Prairie Ridge has four Picture Posts, one on the Forest Trail, one on the deck of the Outdoor Classroom (currently out of commission due to recent repairs), one in the Jesse Perry Arboretum, and one in the prairie. By including four very different habitats in our Picture Post submissions, we’re able to track the changes that have occurred as new features are built, attendance patterns change, and management is applied.  Volunteers collect the data about once a week (with some gaps here and there as staff and volunteer changes have occurred), so we have a really excellent series of photos illustrating Prairie Ridge as it’s grown since the posts were installed.

So just how HAS Prairie Ridge changed since 2007? Let’s take a look at some photos!

The Nature Neighborhood Garden was quite new in 2007, Prairie Ridge had no solar panels or wind turbine yet, and the area around the garden was treeless. Today, we generate our own power and the garden is a thriving demonstration of how you can plant native plants and have a gorgeous garden that also attracts wildlife:View from the classroom picture post

The forest has matured! In 2008, when the photo on the left was taken, the trees were a lot closer to the post than they are now:

Forest picture post, looking upward

It’s amazing the trees have grown so quickly near the post! Other areas of the Forest Trail were more mature when this post was installed, but this area is clearly one of rapid growth.

The Arboretum was newly installed in 2008, and many trees have been added to the area since.

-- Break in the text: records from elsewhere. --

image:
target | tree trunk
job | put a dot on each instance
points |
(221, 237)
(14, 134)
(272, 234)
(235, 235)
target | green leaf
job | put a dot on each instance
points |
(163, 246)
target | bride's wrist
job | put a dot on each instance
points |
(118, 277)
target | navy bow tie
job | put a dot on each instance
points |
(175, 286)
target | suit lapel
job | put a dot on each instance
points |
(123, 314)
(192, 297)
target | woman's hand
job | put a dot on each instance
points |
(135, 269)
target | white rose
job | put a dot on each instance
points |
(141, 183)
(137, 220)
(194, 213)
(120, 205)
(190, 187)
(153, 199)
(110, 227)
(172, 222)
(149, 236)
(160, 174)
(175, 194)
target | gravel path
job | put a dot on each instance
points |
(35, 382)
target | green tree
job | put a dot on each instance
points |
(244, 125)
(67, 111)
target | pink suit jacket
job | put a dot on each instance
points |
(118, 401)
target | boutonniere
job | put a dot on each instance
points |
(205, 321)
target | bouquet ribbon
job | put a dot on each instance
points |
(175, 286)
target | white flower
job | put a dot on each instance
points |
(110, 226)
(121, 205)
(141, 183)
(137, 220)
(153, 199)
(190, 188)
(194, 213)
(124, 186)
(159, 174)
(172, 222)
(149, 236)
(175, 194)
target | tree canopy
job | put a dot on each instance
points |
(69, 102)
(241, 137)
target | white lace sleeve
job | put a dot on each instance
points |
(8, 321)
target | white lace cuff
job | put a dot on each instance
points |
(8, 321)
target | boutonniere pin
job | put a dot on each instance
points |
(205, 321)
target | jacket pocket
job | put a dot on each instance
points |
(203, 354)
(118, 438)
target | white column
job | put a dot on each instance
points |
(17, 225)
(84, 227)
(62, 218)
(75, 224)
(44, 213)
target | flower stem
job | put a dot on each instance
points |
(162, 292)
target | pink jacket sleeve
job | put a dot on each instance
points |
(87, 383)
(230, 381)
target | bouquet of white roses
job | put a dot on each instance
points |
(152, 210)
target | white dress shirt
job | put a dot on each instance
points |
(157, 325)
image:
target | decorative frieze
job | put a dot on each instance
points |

It’s a site of very obvious change between then and now:

Arboretum picture post view

The trees that were present initially have grown significantly, many more trees have been added to the Arboretum, and the whole area is a lot greener than it used to be.

The prairie also shows a lot of maturation between 2008, when the photo on the left was taken, and 2016, when the photo on the right was taken:

prairie picture post view

The prairie started off slowly and needed a lot of help in the first several years to get it going. Now, it’s a thriving community of grasses and wildflowers that supports a wide variety of wildlife!  Prairie Ridge has a growing list of species that make use of the grounds as the prairie, the Arboretum, and the forest continue to mature and change.

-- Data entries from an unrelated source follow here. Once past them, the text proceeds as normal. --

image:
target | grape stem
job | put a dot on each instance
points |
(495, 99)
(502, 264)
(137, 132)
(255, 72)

Though we haven’t used our Picture Post data ourselves to answer any research questions yet, these data are useful to a variety of researchers who are studying landscape changes, management, phenology, greenness indices, and other topics. We hope to correlate our data with the increase in bird species spotted on the grounds and how the management of the prairie (mowing and burning) influence our mammal populations.  In the meantime, we’ll keep collecting and uploading our Picture Post data and look forward to the interesting questions these data will help us answer soon!